In this modern age of transport machinery, desk jobs, and idle leisure, few people exercise as much as they should. A perhaps surprisingly large fraction of the physical and mental decline characteristic of later life is the result of an increasingly sedentary lifestyle. One doesn't have to look much further than a comparison with physically active hunter-gatherer populations to see as much. As a result, exercise looks like a therapy in the context of an older, sedentary population, an intervention that can reverse aspects of aging to some degree. Yet consider that a cessation of neglect always looks good in comparison to continued neglect. Better not to become sedentary in the first place, given the serious risks to long-term health that arise as a result.
The study involved 160 people with an average age of 65 and risk factors for heart disease, such as hypertension, who did not have dementia but reported problems with thinking skills. All participants were identified as having cognitive impairments without dementia and were sedentary at the start of the study. Researchers examined the effects of both exercise and diet, specifically the Dietary Approaches to Stop Hypertension (DASH) diet, which is a low sodium, high fiber diet rich in fruits and vegetables, beans, nuts, low fat dairy products, whole grains, and lean meats. The DASH diet was designed specifically for individuals with high blood pressure.
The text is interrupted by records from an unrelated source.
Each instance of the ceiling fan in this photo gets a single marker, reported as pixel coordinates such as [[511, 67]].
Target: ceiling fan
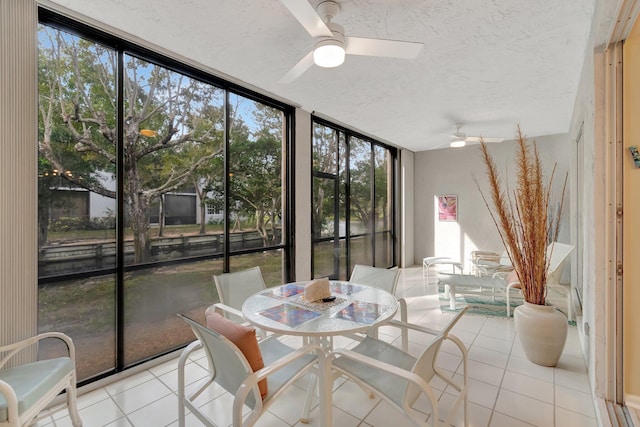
[[460, 139], [331, 44]]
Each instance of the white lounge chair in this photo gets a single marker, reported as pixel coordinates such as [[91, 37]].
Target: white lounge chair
[[501, 283]]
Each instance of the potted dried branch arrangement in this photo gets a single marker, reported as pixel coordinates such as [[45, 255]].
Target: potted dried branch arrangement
[[527, 225]]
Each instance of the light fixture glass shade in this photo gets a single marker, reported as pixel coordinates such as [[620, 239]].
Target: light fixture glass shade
[[329, 53]]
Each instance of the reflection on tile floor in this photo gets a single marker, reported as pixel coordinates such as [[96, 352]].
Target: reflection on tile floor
[[506, 390]]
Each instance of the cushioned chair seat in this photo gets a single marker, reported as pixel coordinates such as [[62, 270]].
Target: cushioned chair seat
[[32, 381]]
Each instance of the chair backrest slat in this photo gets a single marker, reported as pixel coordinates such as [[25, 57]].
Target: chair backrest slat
[[381, 278], [234, 288], [230, 367]]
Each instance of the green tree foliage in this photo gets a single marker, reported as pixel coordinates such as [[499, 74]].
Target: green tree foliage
[[171, 126]]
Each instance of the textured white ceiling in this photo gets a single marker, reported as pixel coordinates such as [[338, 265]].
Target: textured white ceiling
[[486, 63]]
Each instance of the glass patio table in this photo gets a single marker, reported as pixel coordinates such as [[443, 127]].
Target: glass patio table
[[356, 308]]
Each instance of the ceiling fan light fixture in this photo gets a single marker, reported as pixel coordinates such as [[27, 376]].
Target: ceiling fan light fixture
[[329, 53]]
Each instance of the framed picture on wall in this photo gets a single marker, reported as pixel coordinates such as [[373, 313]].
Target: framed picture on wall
[[448, 208]]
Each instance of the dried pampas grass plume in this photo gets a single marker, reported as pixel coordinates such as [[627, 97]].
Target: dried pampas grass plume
[[522, 216]]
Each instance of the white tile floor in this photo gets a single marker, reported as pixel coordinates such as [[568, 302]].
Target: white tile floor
[[506, 390]]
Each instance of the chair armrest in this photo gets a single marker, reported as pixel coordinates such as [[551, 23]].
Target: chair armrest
[[223, 308], [263, 373], [13, 349], [393, 370], [11, 399], [253, 379], [406, 325]]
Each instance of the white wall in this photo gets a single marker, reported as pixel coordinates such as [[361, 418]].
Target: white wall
[[302, 196], [455, 171]]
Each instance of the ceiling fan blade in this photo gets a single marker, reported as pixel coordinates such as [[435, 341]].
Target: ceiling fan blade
[[382, 47], [486, 140], [303, 65], [308, 18]]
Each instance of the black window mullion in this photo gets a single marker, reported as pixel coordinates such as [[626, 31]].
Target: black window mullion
[[120, 260]]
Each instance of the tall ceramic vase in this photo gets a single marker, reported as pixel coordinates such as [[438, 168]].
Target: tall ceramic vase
[[542, 330]]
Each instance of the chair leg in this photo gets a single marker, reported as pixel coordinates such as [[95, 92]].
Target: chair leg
[[72, 403], [452, 296], [311, 388]]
Participants were randomly assigned to one of four groups: aerobic exercise alone; DASH diet alone; both aerobic exercise and the DASH diet; or health education, which consisted of educational phone calls once every one or two weeks. People assigned to the exercise groups exercised three times a week for 45 minutes each session which included 10 minutes of warm-up exercises and 35 minutes of aerobic exercise, such as walking, jogging, or cycling on a stationary bicycle. At both the beginning and end of the six-month study, researchers evaluated participants' thinking and memory abilities with standardized cognitive testing, cardiorespiratory fitness with treadmill stress testing, and heart disease risk factors with screenings for blood pressure, blood glucose and lipids. They also used questionnaires and food diaries to measure how closely the participants followed the DASH diet.
Researchers found that participants who exercised showed significant improvements in thinking skills when compared to those who did not exercise. Those who took part in both the exercise and diet had average scores of nearly 47 points on the overall tests of executive thinking skills, compared to an average score of about 42 points for those with exercise and diet alone and about 38 points for those who just received health education. There was no improvement in participants who only consumed the DASH diet, although those who exercised and consumed the DASH diet had greater improvements compared to health education controls.
At the start of the study, the participants had average scores for select subtests of executive function for people who were age 93, which was 28 years older than their actual chronological age. After six months, participants who exercised and followed the DASH diet saw their average executive function scores correspond with people who were age 84, a nine-year improvement. For those who received only health education, their performance on executive function tests worsened by a half year from their scores at the start of the study.